29 Eylül 2025 Pazartesi

Tıkılak/Takılak XIV

 

* Bir süredir kullandığım diş macunu vardı; şimdi aynısını bulamıyorum. Kutusu değişti, aynı zamanda içeriği de değişmiş olmalı ki, denk gelemiyorum. Denedim birkaç tipini, aynısı yok. “Bu galiba.” dediğim macunun aroması da affedersiniz ısırgan çorbası gibi.
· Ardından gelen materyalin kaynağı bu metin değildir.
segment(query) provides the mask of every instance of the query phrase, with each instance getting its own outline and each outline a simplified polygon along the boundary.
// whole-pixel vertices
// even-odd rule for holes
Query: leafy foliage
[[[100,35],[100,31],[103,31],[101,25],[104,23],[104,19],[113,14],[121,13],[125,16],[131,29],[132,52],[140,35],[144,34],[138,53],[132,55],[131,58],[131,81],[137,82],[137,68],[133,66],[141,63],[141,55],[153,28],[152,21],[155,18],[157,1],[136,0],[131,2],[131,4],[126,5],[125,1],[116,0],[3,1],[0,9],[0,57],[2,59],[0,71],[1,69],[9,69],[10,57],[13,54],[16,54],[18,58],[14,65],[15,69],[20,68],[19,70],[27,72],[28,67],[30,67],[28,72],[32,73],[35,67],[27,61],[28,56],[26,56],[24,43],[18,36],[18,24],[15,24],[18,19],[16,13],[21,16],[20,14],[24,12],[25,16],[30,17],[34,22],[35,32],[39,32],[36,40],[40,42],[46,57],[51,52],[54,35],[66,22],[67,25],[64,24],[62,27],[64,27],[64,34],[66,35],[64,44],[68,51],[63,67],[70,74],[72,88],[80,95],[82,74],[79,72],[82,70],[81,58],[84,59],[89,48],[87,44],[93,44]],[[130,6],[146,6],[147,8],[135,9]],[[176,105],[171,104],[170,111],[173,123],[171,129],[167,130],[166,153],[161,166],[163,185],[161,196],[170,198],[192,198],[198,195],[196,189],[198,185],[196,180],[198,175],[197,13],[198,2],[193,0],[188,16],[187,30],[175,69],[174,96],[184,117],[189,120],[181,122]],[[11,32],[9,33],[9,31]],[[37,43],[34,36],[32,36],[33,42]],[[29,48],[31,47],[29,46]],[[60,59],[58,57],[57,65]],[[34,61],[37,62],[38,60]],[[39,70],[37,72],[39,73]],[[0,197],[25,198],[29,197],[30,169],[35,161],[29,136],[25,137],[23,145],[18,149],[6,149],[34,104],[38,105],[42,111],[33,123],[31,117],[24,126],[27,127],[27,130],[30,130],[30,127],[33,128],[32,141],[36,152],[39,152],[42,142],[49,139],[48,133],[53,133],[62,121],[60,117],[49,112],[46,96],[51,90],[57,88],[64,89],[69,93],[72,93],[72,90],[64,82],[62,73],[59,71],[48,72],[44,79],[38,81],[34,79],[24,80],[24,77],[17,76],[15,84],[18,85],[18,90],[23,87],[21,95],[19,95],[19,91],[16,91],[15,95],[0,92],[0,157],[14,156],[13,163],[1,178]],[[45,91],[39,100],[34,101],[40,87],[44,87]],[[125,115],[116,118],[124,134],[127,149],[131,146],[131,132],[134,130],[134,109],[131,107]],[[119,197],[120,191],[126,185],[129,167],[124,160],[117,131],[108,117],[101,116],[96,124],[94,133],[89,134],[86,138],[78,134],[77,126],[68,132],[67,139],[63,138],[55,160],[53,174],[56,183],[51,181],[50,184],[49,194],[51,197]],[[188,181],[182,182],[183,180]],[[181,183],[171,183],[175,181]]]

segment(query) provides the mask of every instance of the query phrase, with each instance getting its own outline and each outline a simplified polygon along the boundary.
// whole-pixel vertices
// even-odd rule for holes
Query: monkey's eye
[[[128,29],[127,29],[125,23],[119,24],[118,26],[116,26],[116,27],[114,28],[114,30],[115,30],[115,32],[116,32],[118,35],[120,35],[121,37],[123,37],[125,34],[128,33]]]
Olsun, zilyon tane diş macunu var, zaten hiçbiri birbirinden çok üstün değil muhtemelen. Tamam; ama fiyatlar kafa karıştırıcı. Bir markanın bir ürünü 150 lira, bir ürünü 350 lira. 150’liği alsan tamam, 200 lira kârdasın; ama ya hayatın tadı 350’likteyse. Ama 350’lik de çok şişirme; bir de ısırgan çorbalı olabilir. Bilindik markaların 75 liralık macunları da var. Onu alırsan sanki dişin zarar görecekmiş gibi hissediyorsun. 50 liraya tavuk döner yemek gibi. Onun için ideal macunu bulana kadar çırpınacağım gibi duruyor. İdeal macun dediğim de, eli yüzü düzgün olsun. Hiç mi yok yani?

* Takımım malum, durumumuz malum, dolayısıyla ruh hâlimiz malum. Ancak şimdiki süreç o kadar garip ilerliyor ki… Normalde bir takım başkan seçer, sonra o hocayı seçer, sonra hoca oyuncuları belirler. Bizde tam tersi oldu. Mevcut hoca, oyuncuları seçti (veya seçtirdi), sonra hoca gitti, sonra da başkan gitti. Dolayısıyla başkan > hoca > oyuncu sıralaması bizde oyuncu > hoca > başkan oldu. Şimdi oyuncu diyecek ki “Beni bu hoca almadı, diğeriyle çalışacaktım”, Yeni hoca da diyecek ki “Ben bu oyuncuları seçmedim”, başkan da diyecek ki “Ben bu hocayı seçmedim”.

Benfica olayı apayrı zaten. Oyuncuda karar kılınıyor, o sırada Benfica rakip değil. “Onu alalım, eleyelim.” diyoruz. Alamıyoruz maça kadar, hatta o oyuncu bize karşı oynuyor ve bize golü o atıyor. Sonra onu alıyoruz, hocamız da sonra rakibe gidiyor. Çıtayı acayip aşmadık mı?

* Şimdi Aykut Kocaman ihtimali doğdu. Onunla ilgili yazılar okuyorum, onu yorumlayan videolar izliyorum, hoşuma gidiyor. Kendisini özlüyorum. Herkesle de konuşuyorum, Yok “O maçta şunu yapmış”, yok “Bu maçta onu yapmış” diyorlar, eleştiriyorlar. Tanrı dahil herkes eleştirilir. Ben “Genelde ne yapmış, onu konuşalım.” diyorum, “bir karakter” istiyorum. Aykut Kocaman da bir karakter, o kadar. Başarısız olacaksa o olsun modundayım. Üzerine de saatlerce konuşmaya varım. Yazım da olmuştu burada, 2019 yılında: Kocaman Yanalım, Kocaman Yalanım. Aykut-Ersun mukayesesiydi, daha doğrusu Ersun Yanal’ın o kadar da abartılmaması gerektiği ile ilgiliydi.

Eskiden her sene Fenerbahçe ile ilgili sezon başı yazılarım olurdu, şimdi yazmıyorum artık. Ama şimdi, esasında o kadar da yazmak istemememe rağmen, madem iç dökme blogu bu, bir şeyler yazmış oldum. Sanılmasın ki bu aralar aklımdan geçen sadece Fenerbahçe ve diş macunu. Şimdilik bunları dökelim, sonra başka şeyler dökeriz.

Bir yazım bitirilmeyi bekliyor mesela, “öyle” bir yazı. Öyle sekmesinde yayımlanacak, olgunlaşmayı bekliyor. Olgunlaşma, konuyla ilgili gelişmeye bağlı; “bir garip adamı takip” konu da. “Pek yakında” diyemiyorum o nedenle. İlginç olacak.